Sobre a petição da DPU, não quero perder tempo tratando de seu conteúdo jurídico, pois não há nada ali que possa assim ser chamado. É como se alguém pegasse a caixa de comentários de um portal de notícias e organizasse em seções: “dos fatos”, “do direito” e “do pedido”.

É indigente. Pedestre. Mas tem algo maior nisso tudo que não se encerra no conteúdo. É espantoso o total desapego ao direito do ponto de vista da técnica. Não há preocupação sequer aparente com a racionalidade jurídica, ou seja, com uma argumentação cujo sentido possa ser encontrado em um debate prévia e cientificamente orientado por uma “comunidade jurídica”. É pura selvageria.

A petição ignora solenemente TODA a produção teórica sobre discriminação e – pasmen – sobre direitos fundamentais. Não se trata de “posição isolada”. A peça processual não possui posição porque desconectada de quaisquer debates jurídicos.

Poderia se dizer que a peça contém erros, mas não é o caso; a peça é delirante porque não tem qualquer lastro doutrinário. Ou seja: é uma petição que não tem ponto de partida, só ponto de chegada que é o indisfarçado combate ideológico do seu subscritor.
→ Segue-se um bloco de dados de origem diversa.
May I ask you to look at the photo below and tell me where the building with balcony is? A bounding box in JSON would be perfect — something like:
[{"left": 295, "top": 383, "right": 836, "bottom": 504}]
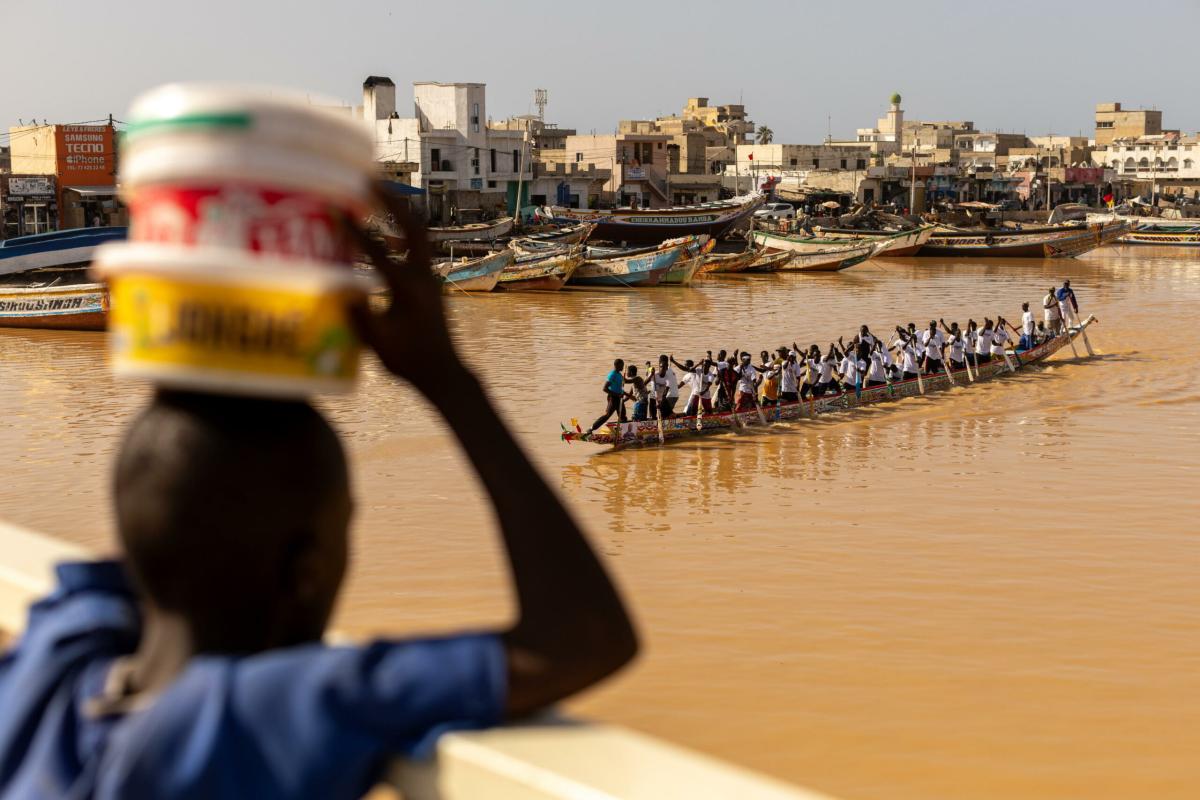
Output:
[
  {"left": 555, "top": 133, "right": 672, "bottom": 208},
  {"left": 1092, "top": 134, "right": 1200, "bottom": 199}
]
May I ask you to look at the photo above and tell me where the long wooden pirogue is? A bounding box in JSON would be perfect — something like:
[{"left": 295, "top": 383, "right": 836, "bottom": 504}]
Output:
[{"left": 562, "top": 316, "right": 1097, "bottom": 448}]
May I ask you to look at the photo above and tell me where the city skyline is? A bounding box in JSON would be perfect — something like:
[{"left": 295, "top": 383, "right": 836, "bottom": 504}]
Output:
[{"left": 2, "top": 0, "right": 1198, "bottom": 145}]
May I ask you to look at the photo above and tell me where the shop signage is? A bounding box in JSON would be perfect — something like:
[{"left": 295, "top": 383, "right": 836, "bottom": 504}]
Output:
[{"left": 5, "top": 177, "right": 54, "bottom": 197}]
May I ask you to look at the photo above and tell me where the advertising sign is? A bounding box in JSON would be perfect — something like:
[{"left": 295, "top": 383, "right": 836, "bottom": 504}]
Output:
[{"left": 54, "top": 125, "right": 116, "bottom": 186}]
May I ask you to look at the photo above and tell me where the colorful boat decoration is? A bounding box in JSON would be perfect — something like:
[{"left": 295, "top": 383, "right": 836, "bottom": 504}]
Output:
[
  {"left": 0, "top": 227, "right": 127, "bottom": 277},
  {"left": 562, "top": 316, "right": 1097, "bottom": 448},
  {"left": 498, "top": 249, "right": 584, "bottom": 292},
  {"left": 548, "top": 193, "right": 764, "bottom": 244},
  {"left": 751, "top": 231, "right": 878, "bottom": 271},
  {"left": 658, "top": 237, "right": 712, "bottom": 286},
  {"left": 568, "top": 238, "right": 690, "bottom": 287},
  {"left": 439, "top": 249, "right": 514, "bottom": 293},
  {"left": 0, "top": 281, "right": 108, "bottom": 331}
]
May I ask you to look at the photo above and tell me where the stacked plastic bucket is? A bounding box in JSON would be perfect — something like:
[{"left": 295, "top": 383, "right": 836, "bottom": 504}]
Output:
[{"left": 93, "top": 83, "right": 377, "bottom": 396}]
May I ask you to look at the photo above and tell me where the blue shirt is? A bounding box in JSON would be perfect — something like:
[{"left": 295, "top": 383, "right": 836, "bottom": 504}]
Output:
[
  {"left": 604, "top": 369, "right": 623, "bottom": 395},
  {"left": 1056, "top": 286, "right": 1075, "bottom": 303},
  {"left": 0, "top": 561, "right": 506, "bottom": 799}
]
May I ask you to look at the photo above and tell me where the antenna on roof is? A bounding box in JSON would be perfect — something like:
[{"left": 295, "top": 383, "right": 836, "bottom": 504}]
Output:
[{"left": 534, "top": 89, "right": 547, "bottom": 123}]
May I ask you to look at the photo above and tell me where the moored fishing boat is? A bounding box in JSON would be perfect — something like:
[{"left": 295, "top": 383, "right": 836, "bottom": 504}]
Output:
[
  {"left": 439, "top": 249, "right": 513, "bottom": 293},
  {"left": 741, "top": 249, "right": 794, "bottom": 273},
  {"left": 426, "top": 216, "right": 513, "bottom": 243},
  {"left": 752, "top": 231, "right": 877, "bottom": 271},
  {"left": 0, "top": 281, "right": 108, "bottom": 331},
  {"left": 916, "top": 225, "right": 1104, "bottom": 258},
  {"left": 811, "top": 224, "right": 936, "bottom": 256},
  {"left": 562, "top": 316, "right": 1098, "bottom": 447},
  {"left": 510, "top": 222, "right": 596, "bottom": 247},
  {"left": 568, "top": 239, "right": 686, "bottom": 287},
  {"left": 548, "top": 193, "right": 764, "bottom": 244},
  {"left": 658, "top": 236, "right": 710, "bottom": 286},
  {"left": 0, "top": 227, "right": 127, "bottom": 278},
  {"left": 497, "top": 249, "right": 584, "bottom": 292},
  {"left": 699, "top": 245, "right": 761, "bottom": 274}
]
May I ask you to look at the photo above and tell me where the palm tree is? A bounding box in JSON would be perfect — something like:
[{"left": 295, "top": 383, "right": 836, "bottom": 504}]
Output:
[{"left": 756, "top": 125, "right": 773, "bottom": 144}]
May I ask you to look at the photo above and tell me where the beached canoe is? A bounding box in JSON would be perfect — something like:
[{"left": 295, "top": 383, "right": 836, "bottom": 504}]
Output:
[
  {"left": 0, "top": 281, "right": 108, "bottom": 331},
  {"left": 569, "top": 239, "right": 688, "bottom": 287},
  {"left": 548, "top": 193, "right": 764, "bottom": 245},
  {"left": 741, "top": 249, "right": 794, "bottom": 273},
  {"left": 439, "top": 249, "right": 513, "bottom": 293},
  {"left": 0, "top": 227, "right": 127, "bottom": 278},
  {"left": 914, "top": 223, "right": 1123, "bottom": 258},
  {"left": 562, "top": 316, "right": 1098, "bottom": 447},
  {"left": 497, "top": 250, "right": 584, "bottom": 292},
  {"left": 699, "top": 247, "right": 761, "bottom": 274},
  {"left": 751, "top": 231, "right": 878, "bottom": 271},
  {"left": 810, "top": 225, "right": 936, "bottom": 256}
]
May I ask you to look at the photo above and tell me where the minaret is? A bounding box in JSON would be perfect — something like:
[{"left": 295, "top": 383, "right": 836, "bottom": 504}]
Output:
[{"left": 885, "top": 92, "right": 903, "bottom": 142}]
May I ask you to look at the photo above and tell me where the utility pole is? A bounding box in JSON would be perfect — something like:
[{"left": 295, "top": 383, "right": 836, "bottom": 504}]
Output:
[{"left": 909, "top": 140, "right": 917, "bottom": 213}]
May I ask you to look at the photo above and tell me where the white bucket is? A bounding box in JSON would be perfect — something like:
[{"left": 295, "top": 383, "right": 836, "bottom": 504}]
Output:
[
  {"left": 93, "top": 242, "right": 377, "bottom": 398},
  {"left": 120, "top": 83, "right": 375, "bottom": 264}
]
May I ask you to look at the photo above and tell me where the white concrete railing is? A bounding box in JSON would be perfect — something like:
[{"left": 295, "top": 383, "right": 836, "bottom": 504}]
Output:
[{"left": 0, "top": 521, "right": 836, "bottom": 800}]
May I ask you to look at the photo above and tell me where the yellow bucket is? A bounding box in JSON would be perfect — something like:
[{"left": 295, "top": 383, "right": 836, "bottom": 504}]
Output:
[{"left": 93, "top": 243, "right": 372, "bottom": 397}]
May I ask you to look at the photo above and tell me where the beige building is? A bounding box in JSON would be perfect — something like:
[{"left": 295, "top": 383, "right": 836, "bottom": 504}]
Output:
[
  {"left": 1094, "top": 102, "right": 1163, "bottom": 146},
  {"left": 559, "top": 133, "right": 672, "bottom": 208}
]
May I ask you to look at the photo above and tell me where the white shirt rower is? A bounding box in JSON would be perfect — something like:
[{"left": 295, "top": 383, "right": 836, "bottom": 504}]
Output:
[
  {"left": 735, "top": 363, "right": 758, "bottom": 394},
  {"left": 991, "top": 327, "right": 1010, "bottom": 355},
  {"left": 921, "top": 330, "right": 943, "bottom": 361},
  {"left": 780, "top": 361, "right": 799, "bottom": 394},
  {"left": 839, "top": 353, "right": 865, "bottom": 384},
  {"left": 947, "top": 336, "right": 965, "bottom": 363},
  {"left": 900, "top": 342, "right": 920, "bottom": 375},
  {"left": 1022, "top": 309, "right": 1035, "bottom": 337},
  {"left": 976, "top": 328, "right": 994, "bottom": 355},
  {"left": 866, "top": 351, "right": 888, "bottom": 383},
  {"left": 818, "top": 357, "right": 836, "bottom": 384}
]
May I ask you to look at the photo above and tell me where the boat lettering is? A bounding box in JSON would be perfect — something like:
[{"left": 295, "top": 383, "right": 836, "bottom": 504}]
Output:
[
  {"left": 625, "top": 214, "right": 720, "bottom": 225},
  {"left": 0, "top": 295, "right": 101, "bottom": 314},
  {"left": 165, "top": 301, "right": 304, "bottom": 356}
]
Isso não começou aqui. As peripécias jurídicas da combalida Lava Jato foram o ponto alto da selvageria com verniz jurídico que tomou conta do país. Às favas com precedente, com estabilidade, com segurança jurídica. Quem precisa abrir um livro se vale golpe abaixo da cintura, navalha na luva e dedo no olho? Quem precisa estudar quando o que vale é a pura vontade?

A indigência técnica da peça não significa que ela seja inofensiva. Uma ação judicial movida por um órgão de Estado tem um efeito político devastador. É intimidatório. O seu propósito maior é constranger as empresas que resolverem estabelecer programas de ação afirmativa.

É uma reconfiguração do lawfare contra a população negra e aqueles que se colocam em posição antirracista. É uma tentativa de tomar o poder subvertendo a finalidade das instituições. Vemos o mesmo no MP, na Magistratura e nas Polícias. É o direito contra a democracia.

A resposta a esse abuso tem que ser enfática. Esta ação da DPU viola os fins institucionais da própria instituição que são a defesa dos direitos humanos e a assistência jurídica aos necessitados, cuja base é o inciso LXXIV, art. 5°, da CF.

Não vamos escapar desse debate: o Brasil terá que necessariamente rever o modelo de ocupação do serviço público. É inadmissível que o serviço público sirva de abrigo para que determinados grupos usem a força do Estado para impor suas pautas econômicas e políticas ao arrepio dos interesses do povo brasileiro, tudo em nome de uma pretensa “independência” funcional. O país não pode ser refém destas pessoas.